At IE, we pride ourselves on having an international and diverse Alumni Community, where there are many inspiring stories of professional and personal journeys to be told. Women, of course, is a big part of that community, providing a vivid image on how to thrive in professional and personal life.

This week we have interviewed our Executive MBA Alumna María Escuer, the Founder of Leadem, an innovative company created to develop a new way of recruiting and retaining talent. The Leadem Method uses a specific approach to retaining talent which consists on the 3 different values of the candidate: professional, personal and societal values; what is called a Leadem Triangle.


María’s story includes several countries stretching from Spain to Algeria, involves making decisions that your mother might not always approve (like resigning your job at the European Union), taking bold steps in your life (like moving to a foreign country with kids and starting a new professional community), not having fear for having variations in your bank account as an entrepreneur and how sometimes we need to take a step back to re-evaluate.

We hope that you enjoy reading about María’s inspiring story and her useful insights for other women in the workforce.

1. Tell us about yourself and your actual role at the moment.

I am the Founder of Leadem, the company, and the co-founder of Leadem Community I consider myself a citizen of the world, Spanish by chance. With an international profile, I started my studies in Barcelona, then worked in Lausanne, London, Madrid, Paris, Brussels, Algiers and back to Paris.

Passionate about international and human relations since I was a kid, I was in charge of the postcards corner at my mother’s shop at the age of 4. I decided to specialize in International Relations and started to work for the Spanish Ministry of Foreign Affairs and therefore for the CCE in Paris.

Two years later, the European Commission offered me a job in Brussels just two months after my wedding, and, of course, I accepted! But who says no to the EU? Later on, my husband got an interesting position in Algiers and I decided it would be the right time for children: so I quit the EU (I can still hear my mother telling me, “You are crazy!! Who resigns from the EU??”) I moved to Algiers, had 2 children, completed an Executive MBA and created Leadem Community and my own company.

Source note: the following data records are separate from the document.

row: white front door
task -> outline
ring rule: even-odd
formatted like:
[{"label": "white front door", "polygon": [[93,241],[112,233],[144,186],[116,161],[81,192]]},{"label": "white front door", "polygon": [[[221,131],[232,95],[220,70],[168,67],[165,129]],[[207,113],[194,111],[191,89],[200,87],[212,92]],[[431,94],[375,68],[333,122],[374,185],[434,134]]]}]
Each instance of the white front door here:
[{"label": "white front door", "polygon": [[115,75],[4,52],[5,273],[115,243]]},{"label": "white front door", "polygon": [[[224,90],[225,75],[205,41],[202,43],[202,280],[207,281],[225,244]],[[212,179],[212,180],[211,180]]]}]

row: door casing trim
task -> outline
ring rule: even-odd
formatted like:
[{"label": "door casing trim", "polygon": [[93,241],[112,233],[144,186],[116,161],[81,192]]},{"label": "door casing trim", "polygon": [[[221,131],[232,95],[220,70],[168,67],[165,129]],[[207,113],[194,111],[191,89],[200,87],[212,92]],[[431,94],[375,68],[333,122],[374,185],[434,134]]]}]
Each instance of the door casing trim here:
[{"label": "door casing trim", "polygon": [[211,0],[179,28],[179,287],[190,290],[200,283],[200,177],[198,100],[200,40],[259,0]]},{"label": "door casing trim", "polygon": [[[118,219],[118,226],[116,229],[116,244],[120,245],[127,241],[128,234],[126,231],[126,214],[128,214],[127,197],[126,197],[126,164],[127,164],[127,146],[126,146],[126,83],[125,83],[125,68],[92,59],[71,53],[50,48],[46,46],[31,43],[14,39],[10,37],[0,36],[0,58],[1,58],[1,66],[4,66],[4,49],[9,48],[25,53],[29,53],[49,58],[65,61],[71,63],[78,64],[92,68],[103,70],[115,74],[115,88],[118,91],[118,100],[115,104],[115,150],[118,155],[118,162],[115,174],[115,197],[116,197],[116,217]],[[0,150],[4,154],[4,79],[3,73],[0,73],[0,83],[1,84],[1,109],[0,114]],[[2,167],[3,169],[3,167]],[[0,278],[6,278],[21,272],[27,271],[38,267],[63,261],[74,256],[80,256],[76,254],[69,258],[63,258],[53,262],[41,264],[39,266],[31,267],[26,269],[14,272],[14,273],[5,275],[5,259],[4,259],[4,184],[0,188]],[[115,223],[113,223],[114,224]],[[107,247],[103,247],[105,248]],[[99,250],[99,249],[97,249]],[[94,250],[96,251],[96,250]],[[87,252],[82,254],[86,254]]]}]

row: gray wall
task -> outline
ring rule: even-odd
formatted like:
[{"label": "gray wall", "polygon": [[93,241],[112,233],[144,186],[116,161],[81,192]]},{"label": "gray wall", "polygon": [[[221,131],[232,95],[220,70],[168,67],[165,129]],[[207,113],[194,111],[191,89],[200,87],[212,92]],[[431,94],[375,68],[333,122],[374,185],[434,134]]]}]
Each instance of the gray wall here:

The most important tip: Be Realistic. Trying to create the perfect day schedule could turn quickly into a nightmare if you are too optimistic or self-demanding (I am!). Then, you get stressed, frustrated and of course, veeery tiredè You are Less Productive!


Forget about One-hour slot. Be Pragmatic. Make 2 lists the day before: a) Real available working time, once you have discounted the cooking, cleaning, kids’ hours... and b) Tasks/Work needed to be accomplished on the following day.


Danger of multitasking when you WFH. Be Focus. You have too many reasons to multitasking when you are teleworking: laundry, kids, friends’ calls, social media, Netflix, your worried mother… then, if you want to get tasks done and reduce your stress: please, do one thing at a time.


Don’t become obsessed with a tight schedule. Be Flexible and Creative. If you have kids you perfectly understand my point… but it is still not easy…Use short breaks to quickly answer your emails (short texts) and long breaks (be as isolated as you can) to produce work. Use also part of your weekend if needed: no more than 30% of it to avoid Groundhog Day syndrome.


Involve your family (physically or online) in your ‘nonwork/non-leisure activities. Be an Optimizer. Cook, tidy-up, do some sports with them. You will enjoy their presence sharing moments that will last forever.